The holiday season inevitably brings us temptation after temptation in a variety of forms, none more familiar than those sugary treats. Though, while sugar cravings are common, the physiological cause of that sweet tooth is less well understood. A new American-Danish study has pinpointed the hormone responsible for reining in that craving and published research that could lead to an improved diet and so help patients who are diabetic or obese.
A study using mice led by a team at the University of Iowa (UI) shows that a hormone produced by the liver — known as fibroblast growth factor 21 (FGF21) — suppresses the common craving for simple sugars many of us would recognize all too well. And, as we know, those sugars can be sneaking in disguised as the carbs in processed food — as we consume carbohydrates, our bodies break down the simple sugars. FGF21 is produced in response to high carbohydrate levels, entering the bloodstream and sending a signal to the brain to suppress the hankering for even more sweet things.
Previous research has already explained how certain hormones affect appetite. The hormones with which scientists were familiar, however, do not regulate any specific macronutrient (carbohydrates, proteins and fats) and are known to be produced by organs other than the liver. FGF21 is different. "This is the first liver-derived hormone we know that regulates sugar intake specifically," says Matthew Potthoff from UI's Carver College of Medicine. Potthoff is co-senior author of the paper along with Professor Matthew Gillum of Denmark's University of Copenhagen. Their joint paper is published online in the journal Cell Metabolism.
The new research is based on studies of the human genome where researchers looked at associations between certain DNA mutations and how they relate to the intake of specific macronutrients. The team noticed that two of the mutations were located near the gene that controls FGF21, so they decided to try to identify the role this hormone has in regulating macronutrient preference. "We've known for a while that FGF21 can enhance insulin sensitivity," says Lucas BonDurant, a fellow researcher working on the project. "Now, there's this dimension where FGF21 can help people who might not be able to sense when they've had enough sugar, which may contribute to diabetes."
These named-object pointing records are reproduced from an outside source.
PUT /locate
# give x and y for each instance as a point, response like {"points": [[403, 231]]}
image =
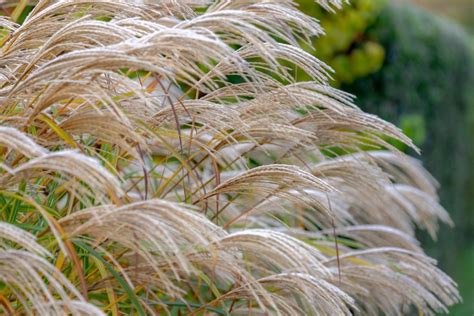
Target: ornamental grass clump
{"points": [[158, 157]]}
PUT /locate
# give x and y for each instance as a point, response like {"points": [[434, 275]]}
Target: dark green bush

BonDurant and his colleagues used mice to begin to investigate the specific effects of FGF21. Giving regular healthy mice a small injection of the hormone, they then allowed them a choice between a normal diet and one that was sugar-enriched. They noticed that, although the mice didn't completely stop eating sugar, they actually ate seven times less than normal. The team also took genetically modified mice that either didn't produce FGF21 at all or produced a lot of FGF21 — more than 500 times that of normal mice — and gave them the same choice between the same two diets as the normal mice. While the mice that didn't produce FGF21 at all ate more sugar, the mice that produced a lot of FGF21 ate less sugar.
Based on their results, the team concluded that FGF21 fundamentally affects the appetite for and intake of sugar. However, they say, the effect of FGF21 is not the same for the intake of all sugars — sucrose, fructose and glucose — and doesn't impact the intake of complex carbohydrates. Though the three kinds of sugar are related — and certainly taste very similar to us — they have different structures and the body processes them in different ways. Fructose (the sugar we get mainly from fruit and vegetables), for example, does not trigger the release of insulin but is metabolized by fructokinase, an enzyme produced by the liver.
While BonDurant's team showed that FGF21 sends the appropriate sugar-limiting signals to the brain, they admit additional work is necessary to identify precisely which neural pathways regulate FGF21's ability to manage macronutrient preference. Researchers at UI think the key may be in the hypothalamus — this is the section of the brain responsible for regulating feeding behavior and energy homeostasis, the body's capacity to regulate its own systems to maintain overall stability. "In addition to identifying these neural pathways, we would like to see if additional hormones exist to regulate appetite for specific macronutrients like fat and protein, comparable to the effects of FGF21 on carbohydrate intake," Potthoff says.